三つ目は法人建てし、法人の事業とする形である。自分はこれにあたる。個人事業主ではなく法人化したのに深い理由は無いのだが、社長を名乗ってみたかったとかその程度の軽いノリである。良い社会勉強にもなるし、事務処理作業が苦手でなければこれも悪くない選択ではあると思う。

この三つの形態はポーカー収入を計上するという観点からはどれも本質的な違いはない。自分の他の所得の実情に合わせて選べば良いだろう。

しかしながら、ポーカーを事業として登録するというのは、自己申告だけですんなりと認められるものではない。馬券裁判判例においても、馬券購入は一般的には事業とは言い難いとされているし、ポーカーも同じように解釈されると考えるのが自然である。

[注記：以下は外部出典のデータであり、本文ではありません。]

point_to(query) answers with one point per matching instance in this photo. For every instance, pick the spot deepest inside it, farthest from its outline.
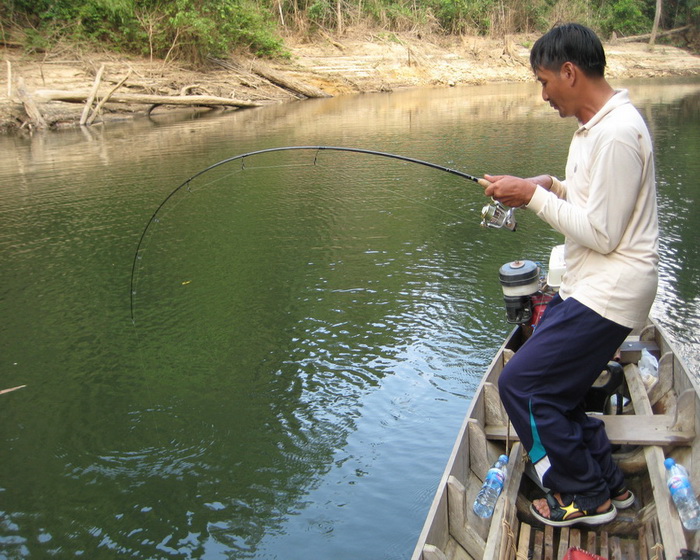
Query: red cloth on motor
(575, 553)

事業として認められるためには、一連の活動が「営利を目的とする継続的行為から生じた所得」であると見なされる必要がある。これはポーカー税務を考えるにあたって非常に重要なポイントなので覚えておいて欲しい。

これをクリアして事業と認められる者だけが、晴れて負け額を「経費」として算入することができるようになるのだ。


5.ポーカープロに公式な資格はない

さて、いよいよプロギャンブラーの税務にはいろう。とはいえ、ポーカーにプロライセンスや公的資格があるわけではない。ポーカーを主として生計を立てている者を指してプロと呼んでいるだけである。

(アミューズメントポーカーで高額な賞金を出すために優勝者とスポンサー契約を結んでプロとする、という形も耳にするが、真面目に解釈したらさすがにそれは通らないように思う)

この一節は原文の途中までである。